Pohatcong Mayor James Kern III said one challenge facing municipal government is that many people are too busy or disinterested in local politics to get involved – and that it’s particularly the case among millennials.

“My generation is less interested in public service, unfortunately, and I think you’re seeing just natural attrition of people interesting in running for local office,” said Kern, 29. “It’s very difficult for these local governing bodies to fill some of these positions.”

Kern said people are interested in politics – but mostly at the national level, rarely at the state level and nonexistent at the local level.

Kern said he’s long thought consolidation makes sense fiscally but that it also could stem the tide of vacant seats in small New Jersey towns.

“If you were able to consolidate some towns, you’d probably be able to get more qualified candidates, more interested people who are interested in serving, as opposed to people who are almost forced to,” Kern said.

Kern says towns need to start talking with their neighbors about consolidations – and cited his own municipality, which surrounds Alpha borough, as an example.

“Each area is unique and different as to what’s their best solution, but I think it’s a conversation that towns definitely need to start having,” Kern said. “It’s also something that needs to happen before the state mandates which towns have to consolidate, which I am a firm believer eventually will happen, where the state kind of just carves up certain areas and say, ‘You’re going to be one town now.’ I think that’s not preferable to residents, if they don’t have ownership of it.”

New Jersey has 565 municipalities. Mergers are rare, with only one approved since 1997.

Of the four municipalities that have needed Christie to appoint council members, the largest of them is Greenwich Township in Warren County – population 5,712, as of 2010, making it the 358th most populous municipality in New Jersey.

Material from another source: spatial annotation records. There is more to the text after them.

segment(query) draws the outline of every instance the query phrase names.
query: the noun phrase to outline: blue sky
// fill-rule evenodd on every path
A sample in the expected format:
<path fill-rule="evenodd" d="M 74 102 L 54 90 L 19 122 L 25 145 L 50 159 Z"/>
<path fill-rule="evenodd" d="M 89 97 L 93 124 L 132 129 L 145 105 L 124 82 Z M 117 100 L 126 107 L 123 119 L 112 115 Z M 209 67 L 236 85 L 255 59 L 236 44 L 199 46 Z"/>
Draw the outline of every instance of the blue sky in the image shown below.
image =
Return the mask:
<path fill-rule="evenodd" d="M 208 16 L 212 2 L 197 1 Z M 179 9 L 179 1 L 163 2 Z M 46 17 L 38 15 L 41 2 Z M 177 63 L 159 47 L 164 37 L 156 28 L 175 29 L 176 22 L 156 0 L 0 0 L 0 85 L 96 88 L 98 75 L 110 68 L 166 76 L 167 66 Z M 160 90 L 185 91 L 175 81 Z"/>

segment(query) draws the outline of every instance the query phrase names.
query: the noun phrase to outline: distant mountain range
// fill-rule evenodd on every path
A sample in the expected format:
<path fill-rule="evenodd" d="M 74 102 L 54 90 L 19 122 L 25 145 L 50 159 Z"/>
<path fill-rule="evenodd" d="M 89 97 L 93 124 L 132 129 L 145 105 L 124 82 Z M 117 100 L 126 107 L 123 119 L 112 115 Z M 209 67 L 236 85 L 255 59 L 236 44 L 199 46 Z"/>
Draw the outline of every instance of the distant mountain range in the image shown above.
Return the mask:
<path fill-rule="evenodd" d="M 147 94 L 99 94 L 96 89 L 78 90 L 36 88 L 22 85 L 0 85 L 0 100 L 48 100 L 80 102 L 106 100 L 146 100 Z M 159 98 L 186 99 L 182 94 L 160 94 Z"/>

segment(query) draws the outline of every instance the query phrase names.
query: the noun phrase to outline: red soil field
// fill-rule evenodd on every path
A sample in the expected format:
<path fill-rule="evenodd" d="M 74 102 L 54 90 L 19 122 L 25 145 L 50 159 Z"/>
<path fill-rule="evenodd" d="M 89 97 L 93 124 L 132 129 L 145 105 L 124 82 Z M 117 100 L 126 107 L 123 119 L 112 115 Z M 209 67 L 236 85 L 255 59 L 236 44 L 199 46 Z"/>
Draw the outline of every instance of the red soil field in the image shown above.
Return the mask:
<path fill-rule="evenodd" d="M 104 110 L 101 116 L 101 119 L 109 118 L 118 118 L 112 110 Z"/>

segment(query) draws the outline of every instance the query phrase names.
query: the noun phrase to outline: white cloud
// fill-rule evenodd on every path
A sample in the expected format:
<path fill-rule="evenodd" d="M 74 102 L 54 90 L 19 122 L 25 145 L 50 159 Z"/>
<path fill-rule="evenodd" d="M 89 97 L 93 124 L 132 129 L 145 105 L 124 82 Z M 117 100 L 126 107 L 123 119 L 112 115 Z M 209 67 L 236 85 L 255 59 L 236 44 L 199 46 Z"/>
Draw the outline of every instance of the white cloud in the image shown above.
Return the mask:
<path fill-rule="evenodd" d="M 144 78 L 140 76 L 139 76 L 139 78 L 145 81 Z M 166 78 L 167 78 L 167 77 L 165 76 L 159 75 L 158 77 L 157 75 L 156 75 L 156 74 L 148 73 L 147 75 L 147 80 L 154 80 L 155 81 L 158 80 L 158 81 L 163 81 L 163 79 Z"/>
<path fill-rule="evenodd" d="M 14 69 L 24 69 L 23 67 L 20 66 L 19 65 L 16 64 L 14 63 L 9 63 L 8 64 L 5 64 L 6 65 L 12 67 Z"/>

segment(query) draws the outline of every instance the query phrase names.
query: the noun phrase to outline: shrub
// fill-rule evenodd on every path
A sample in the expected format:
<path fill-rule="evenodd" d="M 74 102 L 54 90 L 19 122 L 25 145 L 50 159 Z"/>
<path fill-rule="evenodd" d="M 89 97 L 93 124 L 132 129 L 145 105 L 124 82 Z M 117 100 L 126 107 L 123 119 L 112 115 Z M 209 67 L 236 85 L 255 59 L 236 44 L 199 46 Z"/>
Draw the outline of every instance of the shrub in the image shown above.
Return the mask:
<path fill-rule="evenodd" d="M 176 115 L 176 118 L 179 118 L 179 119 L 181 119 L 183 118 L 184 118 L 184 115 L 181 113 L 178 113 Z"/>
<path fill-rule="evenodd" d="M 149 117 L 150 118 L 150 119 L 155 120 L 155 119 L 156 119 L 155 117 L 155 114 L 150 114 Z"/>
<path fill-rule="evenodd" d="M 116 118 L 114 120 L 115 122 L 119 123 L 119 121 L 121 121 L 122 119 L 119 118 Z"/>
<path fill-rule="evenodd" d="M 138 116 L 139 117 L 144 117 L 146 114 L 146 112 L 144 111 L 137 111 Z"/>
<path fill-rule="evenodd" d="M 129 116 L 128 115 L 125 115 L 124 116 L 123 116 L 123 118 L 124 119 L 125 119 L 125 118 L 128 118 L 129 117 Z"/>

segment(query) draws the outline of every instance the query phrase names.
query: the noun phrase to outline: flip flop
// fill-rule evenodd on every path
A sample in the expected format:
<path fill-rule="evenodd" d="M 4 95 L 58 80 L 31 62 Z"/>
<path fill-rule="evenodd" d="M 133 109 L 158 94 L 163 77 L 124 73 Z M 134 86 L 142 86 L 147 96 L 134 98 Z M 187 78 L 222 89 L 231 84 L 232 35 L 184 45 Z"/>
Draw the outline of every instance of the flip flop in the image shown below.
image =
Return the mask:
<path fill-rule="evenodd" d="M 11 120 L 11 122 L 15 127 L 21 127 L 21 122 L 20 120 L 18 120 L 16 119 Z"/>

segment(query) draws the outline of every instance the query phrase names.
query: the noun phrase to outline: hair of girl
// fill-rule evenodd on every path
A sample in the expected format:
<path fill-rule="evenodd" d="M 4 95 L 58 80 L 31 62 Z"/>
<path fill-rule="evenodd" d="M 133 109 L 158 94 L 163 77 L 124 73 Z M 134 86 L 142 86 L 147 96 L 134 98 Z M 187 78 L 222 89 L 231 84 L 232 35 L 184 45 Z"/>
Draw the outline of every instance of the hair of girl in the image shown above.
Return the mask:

Oxford Township, with 2,514 residents as of 2010, ranked 470th in population. Farmingdale ranked 423rd, with 1,329 residents. And Roosevelt ranked 537th – or looked at in the opposite way, the 29th smallest population in the state.

Roosevelt’s mayor and three council members resigned in mid-August, after a few years of infighting about finances and code enforcement among the Democrats that control the local government.